FOR public officials and their cronies stealing the country blind through the Nigerian National Petroleum Corporation, the day of reckoning beckons. The thumping victory of Muhammadu Buhari in the March 28 presidential election was followed last week by the World Bank’s backing for his resolve to closely scrutinize the corporation. With persistence, the reign of impunity and unbridled looting will, hopefully, soon be over at the state-owned oil company. The incoming government must ensure that everyone involved in corrupt practice in the corporation is detected, investigated, prosecuted and punished.
Having coasted to victory on the promise to halt the pervasive corruption that defines the current administration and on his own reputation for accountability, Buhari has no choice but to, first, undertake a detailed probe and audit of the NNPC operations and account and, thereafter, break the corrupt monolith into a lean holding company.

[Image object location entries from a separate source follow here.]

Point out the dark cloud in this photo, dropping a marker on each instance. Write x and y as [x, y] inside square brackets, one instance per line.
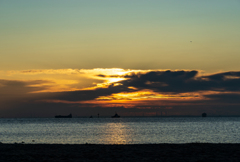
[184, 81]
[21, 102]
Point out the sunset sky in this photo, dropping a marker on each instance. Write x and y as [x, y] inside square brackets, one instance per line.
[132, 57]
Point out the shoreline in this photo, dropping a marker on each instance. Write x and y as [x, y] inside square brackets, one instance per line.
[128, 152]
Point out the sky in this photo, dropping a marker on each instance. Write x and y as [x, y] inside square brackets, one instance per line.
[136, 58]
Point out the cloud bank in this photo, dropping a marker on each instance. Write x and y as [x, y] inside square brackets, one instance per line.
[181, 92]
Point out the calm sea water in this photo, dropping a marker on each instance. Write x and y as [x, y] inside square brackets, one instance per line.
[121, 131]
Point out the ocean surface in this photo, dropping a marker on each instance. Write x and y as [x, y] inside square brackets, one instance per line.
[121, 131]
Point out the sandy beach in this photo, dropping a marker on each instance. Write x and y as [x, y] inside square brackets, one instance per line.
[141, 152]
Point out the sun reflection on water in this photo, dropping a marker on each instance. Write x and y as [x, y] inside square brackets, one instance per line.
[117, 133]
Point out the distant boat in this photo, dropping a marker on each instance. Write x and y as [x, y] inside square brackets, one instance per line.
[62, 116]
[116, 116]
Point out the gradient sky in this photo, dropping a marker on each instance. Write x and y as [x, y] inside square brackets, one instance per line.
[61, 48]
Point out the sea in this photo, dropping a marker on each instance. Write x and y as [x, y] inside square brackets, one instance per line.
[142, 130]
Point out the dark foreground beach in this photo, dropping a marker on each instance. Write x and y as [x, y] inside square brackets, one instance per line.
[142, 152]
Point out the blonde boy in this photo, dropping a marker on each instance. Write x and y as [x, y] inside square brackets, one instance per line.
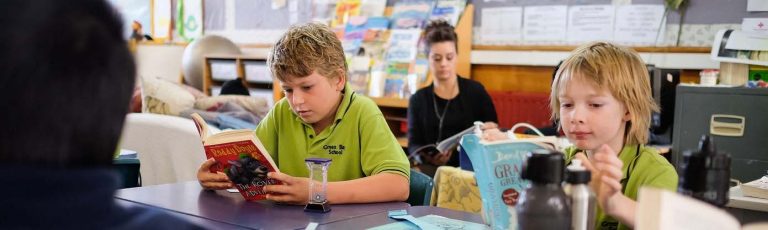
[321, 116]
[602, 97]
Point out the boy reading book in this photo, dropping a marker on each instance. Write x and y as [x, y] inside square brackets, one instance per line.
[602, 97]
[320, 116]
[241, 157]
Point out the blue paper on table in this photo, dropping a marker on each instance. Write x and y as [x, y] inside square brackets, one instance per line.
[498, 166]
[440, 221]
[125, 153]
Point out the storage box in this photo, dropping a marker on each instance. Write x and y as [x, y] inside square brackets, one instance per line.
[257, 72]
[223, 70]
[263, 93]
[735, 117]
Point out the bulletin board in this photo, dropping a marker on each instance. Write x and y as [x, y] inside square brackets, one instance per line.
[699, 25]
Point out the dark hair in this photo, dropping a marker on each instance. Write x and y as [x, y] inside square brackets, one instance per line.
[440, 31]
[66, 80]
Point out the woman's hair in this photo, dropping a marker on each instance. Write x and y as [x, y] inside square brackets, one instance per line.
[67, 77]
[440, 31]
[621, 72]
[306, 48]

The executives, petroleum ministry and Presidency officials that have for so long gorged on the treasury through the NNPC should not get away with their loot. The World Bank’s backing should also put paid to some misguided calls that the in-coming administration should not “waste” time on probes. We disagree.
The magnitude of NNPC’s malfeasance demands one. Corruption is encouraged by both the incentives and opportunities to be corrupt. And so, the World Bank’s Chief Economist for Africa, Francisco Ferreira, said, “One norm that has to change is the norm of impunity.” A series of audits and reports has uncovered horrendous graft, unauthorised spending, alleged secret accounts and brazen theft. Described by The Economist of London as one of the world’s “most opaque” national oil companies, the NNPC unilaterally determines how much subsidy and other items it is entitled to and simply deducts. Global audit firm, KPMG, reported that between 2007 and 2009, for instance, it over-billed the government by N28.5 billion in subsidy deductions. In 2013, Switzerland-based non-governmental organisation, Erklarung von Bern, alleged that $6.8 billion was siphoned in crude revenues. The Finance Ministry complained in September 2007 that the corporation failed to remit $5.2 billion to the government.

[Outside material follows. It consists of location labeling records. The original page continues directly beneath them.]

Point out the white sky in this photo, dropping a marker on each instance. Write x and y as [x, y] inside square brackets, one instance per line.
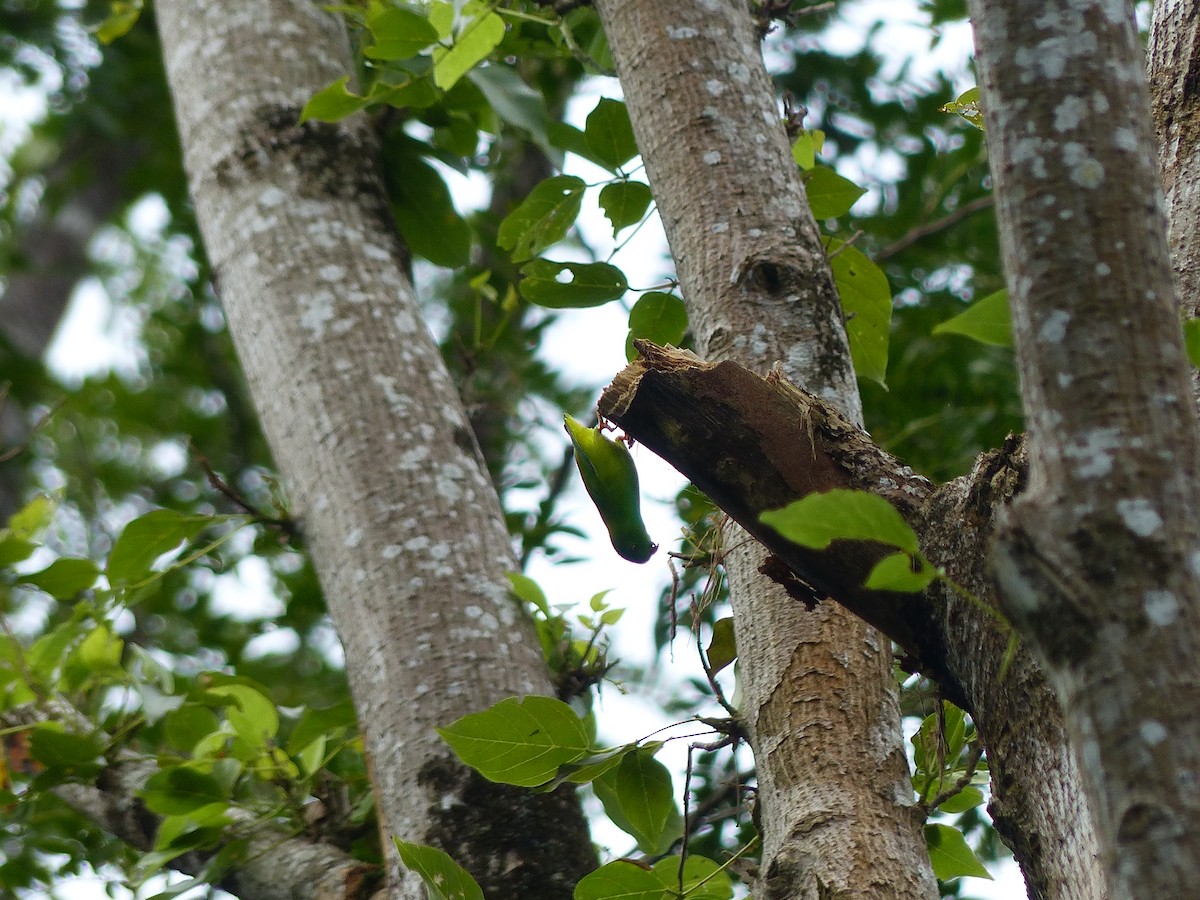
[91, 339]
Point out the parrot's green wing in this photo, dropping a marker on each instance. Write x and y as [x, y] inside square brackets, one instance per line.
[611, 480]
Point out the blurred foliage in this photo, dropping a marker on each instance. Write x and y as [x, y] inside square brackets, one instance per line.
[169, 424]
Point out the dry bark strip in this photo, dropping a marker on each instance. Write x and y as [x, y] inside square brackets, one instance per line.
[756, 443]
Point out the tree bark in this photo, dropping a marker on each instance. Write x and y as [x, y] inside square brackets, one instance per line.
[820, 701]
[402, 522]
[1097, 564]
[753, 444]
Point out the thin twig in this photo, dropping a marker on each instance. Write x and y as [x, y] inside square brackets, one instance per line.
[948, 221]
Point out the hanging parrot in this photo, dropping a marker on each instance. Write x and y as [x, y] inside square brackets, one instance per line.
[609, 474]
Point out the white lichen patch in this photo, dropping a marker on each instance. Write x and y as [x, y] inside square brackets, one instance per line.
[1139, 516]
[1095, 453]
[1152, 732]
[739, 72]
[1162, 607]
[1054, 328]
[1125, 139]
[1089, 174]
[316, 312]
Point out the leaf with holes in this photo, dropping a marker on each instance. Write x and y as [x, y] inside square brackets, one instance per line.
[561, 286]
[543, 219]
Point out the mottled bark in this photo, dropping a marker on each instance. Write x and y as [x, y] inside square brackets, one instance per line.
[1098, 561]
[402, 522]
[754, 443]
[820, 702]
[1173, 66]
[276, 863]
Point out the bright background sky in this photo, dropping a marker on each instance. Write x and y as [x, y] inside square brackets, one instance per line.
[589, 345]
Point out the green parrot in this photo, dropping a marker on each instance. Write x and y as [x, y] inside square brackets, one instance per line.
[609, 474]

For a company responsible for the country’s interest in the oil and gas sector that provides over 70 per cent of government revenues and 90 per cent of export earnings, this corporation must be made accountable. The NNPC has become a law unto itself and, as noted by Democracy Network, an NGO, “it is accountable to no one.” The veracity of this was confirmed by Petroleum Resources Minister, Diezani Alison-Madueke, who pointedly told a parliamentary committee that the NNPC had the right under law to spend part of its revenue without recourse to the parliament despite the constitutional provision that all revenues accruing to ministries, departments and agencies of the government must be remitted to the Federation Account.
An organisation rated by the Economist Intelligence Unit in 2007 to be “a source of corruption and national shame” and in March this year, to be “among the most secretive oil groups in the world,” can only continue to be so only with presidential and ministerial complicity. Successive Nigerian presidents have, according to an analyst, turned the NNPC into their “personal ATM.” A former presidential media adviser, in his memoirs, detailed how the then President would simply demand money from the NNPC group managing director for activities that should normally be funded by MDAs. There are allegations that the NNPC partly funds the re-election campaigns of sitting presidents.